Him Who or He Who?

Here’s what almost all of us do when we read a sentence whose grammar just doesn’t seem quite right: we read the sentence aloud again, ask ourselves if it sounds right, then maybe tilt our head and read it still one more time, and finally come to the conclusion that we’re just not sure—or worse, come to the conclusion that because it doesn’t sound right it can’t be correct.

I witnessed this protocol the other day when a friend asked me about this sentence by the American philosopher Henry David Thoreau (from his essay “Life Without Principle”): Do not hire a man who does your work for money, but him who does it for love of it. The wisdom and sanity of the principle aside, what are we do to grammatically with the words him who does it? Those words, and particularly the pronoun him, stumbled my friend, not for the present concern over gender, but for the choice of grammatical case: him who instead of he who? Let’s sort this out.

A great name will not guarantee correct grammar, but in fact Thoreau here (no surprise) got his grammar right. To see why that’s true, let’s begin, as ever, by determining the number of clauses which comprise the statement in order to get our bearings. Thoreau composed a fairly involved complex sentence of three clauses. The first independent clause (do not hire) is an imperative, a direct command to the reader, and so we won’t find the regular subject-verb combination neatly laid out. Except for emphasis or clarification, imperatives in English do not include the subject, and so here we have as a direct and negative direction to the reader do not hire, not you do not hire. After that first independent clause, the sentence moves out with two subordinate clauses beginning, who does your work and who does it.

Now the two subordinate clauses here each begin with the relative pronoun who. The purpose of a relative pronoun is to refer indirectly in one clause to a noun that has been named directly in a previous clause. In Thoreau’s sentence, the two instances of who both refer logically to the noun man in the first clause, and the form each takes (who, not whom or whose) is determined by the use of the relative pronoun in its own clause. This is a master rule in English grammar. Thoreau wrote who does because the relative pronoun who is standing as the subject of the verb does; it is in what is called the nominative case of the pronoun, and another master rule of English is that subjects are in the nominative case.
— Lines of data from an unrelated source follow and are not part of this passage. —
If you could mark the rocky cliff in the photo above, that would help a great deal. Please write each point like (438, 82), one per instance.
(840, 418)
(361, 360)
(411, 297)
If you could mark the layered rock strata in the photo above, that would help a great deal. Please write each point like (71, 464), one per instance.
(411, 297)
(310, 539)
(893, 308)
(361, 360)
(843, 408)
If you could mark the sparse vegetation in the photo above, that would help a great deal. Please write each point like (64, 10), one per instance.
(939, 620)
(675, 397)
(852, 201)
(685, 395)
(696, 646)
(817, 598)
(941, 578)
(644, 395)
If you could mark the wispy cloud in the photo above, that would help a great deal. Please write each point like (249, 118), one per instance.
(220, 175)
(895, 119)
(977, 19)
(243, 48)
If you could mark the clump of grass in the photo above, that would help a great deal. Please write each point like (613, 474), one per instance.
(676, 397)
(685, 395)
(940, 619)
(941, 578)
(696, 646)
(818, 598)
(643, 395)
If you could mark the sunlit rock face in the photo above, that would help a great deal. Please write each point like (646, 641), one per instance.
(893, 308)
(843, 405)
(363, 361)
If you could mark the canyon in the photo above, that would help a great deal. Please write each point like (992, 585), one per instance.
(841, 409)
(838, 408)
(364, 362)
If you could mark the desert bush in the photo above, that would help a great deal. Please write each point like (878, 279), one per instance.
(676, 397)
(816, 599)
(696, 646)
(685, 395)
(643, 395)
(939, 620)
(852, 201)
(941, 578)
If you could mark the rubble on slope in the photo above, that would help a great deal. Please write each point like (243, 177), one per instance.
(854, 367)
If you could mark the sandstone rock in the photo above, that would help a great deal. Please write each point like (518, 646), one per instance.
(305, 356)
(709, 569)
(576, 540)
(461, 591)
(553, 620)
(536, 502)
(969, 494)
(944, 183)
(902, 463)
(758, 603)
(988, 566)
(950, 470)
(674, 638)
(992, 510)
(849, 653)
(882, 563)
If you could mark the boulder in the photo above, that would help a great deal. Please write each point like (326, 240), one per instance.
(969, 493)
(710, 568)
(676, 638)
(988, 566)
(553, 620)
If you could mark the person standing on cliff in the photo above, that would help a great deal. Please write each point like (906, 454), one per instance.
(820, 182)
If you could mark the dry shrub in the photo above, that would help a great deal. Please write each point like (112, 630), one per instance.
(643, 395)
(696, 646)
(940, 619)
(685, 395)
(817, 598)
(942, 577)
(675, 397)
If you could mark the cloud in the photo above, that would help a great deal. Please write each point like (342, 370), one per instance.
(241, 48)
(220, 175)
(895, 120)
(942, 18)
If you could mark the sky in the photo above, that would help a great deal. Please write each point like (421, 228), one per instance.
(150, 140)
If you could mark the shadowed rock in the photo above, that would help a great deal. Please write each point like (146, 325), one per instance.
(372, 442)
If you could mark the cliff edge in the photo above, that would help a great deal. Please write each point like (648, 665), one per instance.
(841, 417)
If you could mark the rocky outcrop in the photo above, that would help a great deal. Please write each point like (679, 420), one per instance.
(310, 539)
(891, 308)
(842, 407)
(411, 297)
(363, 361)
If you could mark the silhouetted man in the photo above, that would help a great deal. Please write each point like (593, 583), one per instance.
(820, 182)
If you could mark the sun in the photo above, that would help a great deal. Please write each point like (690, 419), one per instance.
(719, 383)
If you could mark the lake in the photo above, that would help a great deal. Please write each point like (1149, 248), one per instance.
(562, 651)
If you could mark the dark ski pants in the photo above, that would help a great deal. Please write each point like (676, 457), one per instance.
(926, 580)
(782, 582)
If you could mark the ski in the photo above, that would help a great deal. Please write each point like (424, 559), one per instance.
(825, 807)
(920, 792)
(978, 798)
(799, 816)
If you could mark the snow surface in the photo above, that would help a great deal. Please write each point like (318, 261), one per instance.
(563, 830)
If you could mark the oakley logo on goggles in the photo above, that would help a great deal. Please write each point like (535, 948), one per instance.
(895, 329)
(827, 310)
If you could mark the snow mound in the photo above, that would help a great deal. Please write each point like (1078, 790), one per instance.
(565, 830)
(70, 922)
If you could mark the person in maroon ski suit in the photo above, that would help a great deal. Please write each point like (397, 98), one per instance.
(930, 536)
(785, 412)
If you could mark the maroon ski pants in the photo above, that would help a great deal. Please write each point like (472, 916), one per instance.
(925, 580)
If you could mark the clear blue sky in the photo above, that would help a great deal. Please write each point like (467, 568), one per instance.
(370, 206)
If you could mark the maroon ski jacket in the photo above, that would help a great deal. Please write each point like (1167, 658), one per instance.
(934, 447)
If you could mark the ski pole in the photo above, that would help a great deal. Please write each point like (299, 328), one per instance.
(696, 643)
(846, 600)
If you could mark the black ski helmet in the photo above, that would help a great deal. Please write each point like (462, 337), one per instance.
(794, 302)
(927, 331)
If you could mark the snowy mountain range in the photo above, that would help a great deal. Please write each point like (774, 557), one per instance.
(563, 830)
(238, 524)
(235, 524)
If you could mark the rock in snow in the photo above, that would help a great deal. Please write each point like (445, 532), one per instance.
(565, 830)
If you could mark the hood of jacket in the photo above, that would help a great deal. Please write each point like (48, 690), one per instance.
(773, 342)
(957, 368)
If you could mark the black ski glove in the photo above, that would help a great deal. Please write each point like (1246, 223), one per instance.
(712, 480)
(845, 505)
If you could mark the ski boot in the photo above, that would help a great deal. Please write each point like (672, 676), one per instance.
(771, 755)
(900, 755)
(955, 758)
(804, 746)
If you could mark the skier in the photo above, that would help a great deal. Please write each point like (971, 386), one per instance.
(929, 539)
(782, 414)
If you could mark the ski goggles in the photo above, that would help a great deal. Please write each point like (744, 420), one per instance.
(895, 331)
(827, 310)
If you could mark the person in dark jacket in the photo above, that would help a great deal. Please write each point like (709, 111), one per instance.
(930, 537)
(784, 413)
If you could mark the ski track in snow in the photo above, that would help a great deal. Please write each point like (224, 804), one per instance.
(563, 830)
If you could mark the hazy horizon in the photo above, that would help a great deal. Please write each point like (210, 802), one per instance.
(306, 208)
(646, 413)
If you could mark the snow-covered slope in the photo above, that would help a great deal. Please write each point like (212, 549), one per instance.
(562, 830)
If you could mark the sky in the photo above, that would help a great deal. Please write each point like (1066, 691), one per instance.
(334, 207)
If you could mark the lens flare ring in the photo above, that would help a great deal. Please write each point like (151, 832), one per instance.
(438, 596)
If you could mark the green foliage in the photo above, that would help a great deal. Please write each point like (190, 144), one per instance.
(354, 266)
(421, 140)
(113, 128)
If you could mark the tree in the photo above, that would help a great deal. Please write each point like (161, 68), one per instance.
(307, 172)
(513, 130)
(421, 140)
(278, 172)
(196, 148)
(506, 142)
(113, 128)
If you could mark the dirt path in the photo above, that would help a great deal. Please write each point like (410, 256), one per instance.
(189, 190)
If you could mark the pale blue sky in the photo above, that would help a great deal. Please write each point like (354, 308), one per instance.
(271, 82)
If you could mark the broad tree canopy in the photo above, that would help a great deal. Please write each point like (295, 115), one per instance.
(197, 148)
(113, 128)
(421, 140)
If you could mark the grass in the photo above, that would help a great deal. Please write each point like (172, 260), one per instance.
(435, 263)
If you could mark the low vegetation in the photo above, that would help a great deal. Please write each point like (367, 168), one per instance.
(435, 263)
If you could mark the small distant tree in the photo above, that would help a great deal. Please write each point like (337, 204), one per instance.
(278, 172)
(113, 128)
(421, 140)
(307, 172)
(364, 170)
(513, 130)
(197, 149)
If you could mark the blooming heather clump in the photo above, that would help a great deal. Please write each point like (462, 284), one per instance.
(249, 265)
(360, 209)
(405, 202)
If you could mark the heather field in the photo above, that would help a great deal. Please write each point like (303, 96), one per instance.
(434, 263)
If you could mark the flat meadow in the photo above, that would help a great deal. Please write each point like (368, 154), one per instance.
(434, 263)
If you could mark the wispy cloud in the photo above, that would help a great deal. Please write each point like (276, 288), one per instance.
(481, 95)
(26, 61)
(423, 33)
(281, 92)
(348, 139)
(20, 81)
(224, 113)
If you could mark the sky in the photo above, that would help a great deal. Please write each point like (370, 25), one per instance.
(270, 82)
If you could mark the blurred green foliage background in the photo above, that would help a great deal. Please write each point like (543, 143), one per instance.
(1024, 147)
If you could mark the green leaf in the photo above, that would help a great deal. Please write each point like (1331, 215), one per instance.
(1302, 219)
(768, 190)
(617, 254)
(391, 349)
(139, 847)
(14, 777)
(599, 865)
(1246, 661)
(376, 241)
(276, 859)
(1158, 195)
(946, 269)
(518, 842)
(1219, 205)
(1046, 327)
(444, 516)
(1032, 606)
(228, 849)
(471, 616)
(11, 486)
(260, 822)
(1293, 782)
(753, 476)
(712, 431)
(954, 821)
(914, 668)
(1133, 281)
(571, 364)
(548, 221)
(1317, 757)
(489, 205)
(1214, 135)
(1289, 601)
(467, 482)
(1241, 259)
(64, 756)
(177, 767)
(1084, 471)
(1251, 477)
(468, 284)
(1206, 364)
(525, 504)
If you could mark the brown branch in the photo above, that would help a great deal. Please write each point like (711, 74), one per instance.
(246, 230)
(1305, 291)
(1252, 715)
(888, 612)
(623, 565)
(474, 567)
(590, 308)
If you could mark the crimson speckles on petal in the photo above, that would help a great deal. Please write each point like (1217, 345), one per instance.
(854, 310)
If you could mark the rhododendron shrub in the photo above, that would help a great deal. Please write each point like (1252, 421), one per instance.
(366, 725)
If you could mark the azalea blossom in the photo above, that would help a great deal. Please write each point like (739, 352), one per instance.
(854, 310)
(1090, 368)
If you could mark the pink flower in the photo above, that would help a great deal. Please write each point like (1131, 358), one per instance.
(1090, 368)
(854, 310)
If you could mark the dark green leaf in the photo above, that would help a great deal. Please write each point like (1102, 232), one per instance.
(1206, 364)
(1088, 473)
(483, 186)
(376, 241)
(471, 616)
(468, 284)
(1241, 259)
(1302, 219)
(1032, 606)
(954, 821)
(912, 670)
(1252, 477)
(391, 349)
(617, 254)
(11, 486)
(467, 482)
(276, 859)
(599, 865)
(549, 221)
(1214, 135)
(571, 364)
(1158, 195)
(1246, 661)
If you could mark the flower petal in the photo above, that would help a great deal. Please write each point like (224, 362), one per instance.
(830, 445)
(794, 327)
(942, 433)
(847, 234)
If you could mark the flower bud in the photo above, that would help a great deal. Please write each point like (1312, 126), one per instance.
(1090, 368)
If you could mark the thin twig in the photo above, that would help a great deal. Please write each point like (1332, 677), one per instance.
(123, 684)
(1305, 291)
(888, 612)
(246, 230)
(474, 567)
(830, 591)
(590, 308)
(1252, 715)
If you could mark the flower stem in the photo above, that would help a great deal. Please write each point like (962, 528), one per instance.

My friend’s ear alerted him to a potential problem, though, when it heard him in proximity to who. The ear works by association to find meaning in flow and rhythm, and when it registered him who together, it raised the alarm over a potential problem: we say he who, not him who. But the ear is not a logical faculty of human nature; it works connectively, not logically, and so it is neither sensitive to nor sympathetic with all the sectionalizing that grammar and logic require. It serves an equally important but very different function in language, and if we appeal to it where its genius does not apply, we will turn ourselves onto the wrong path in understanding the construction—a logical undertaking—of a sentence.

Hearing him who together conflates two different grammatical sections, and that’s what caused the problem in analyzing Thoreau’s sentence. The pronoun him is a second object of the verb hire, and so missing between the conjunction but and the pronoun him is the verb hire again. Thoreau has employed a rhetorical device called ellipsis, the intentional omitting a word to heighten the point and effect of the statement. To read him who together, then, and appeal to the ear for grammatical warrant is to associate the last word of an elliptical clause (him) with the first word of a following relative clause (who), and that is to cross grammatical boundaries, the very mark of the sectionalizing tendency so counter to the ear, with its sharp attention to sound and rhythm and flow. But therein lies the art of language for writer and reader both: to somehow bring opposites together within the limits which an art imposes. And if we can do that, like Thoreau, we’re really doing something.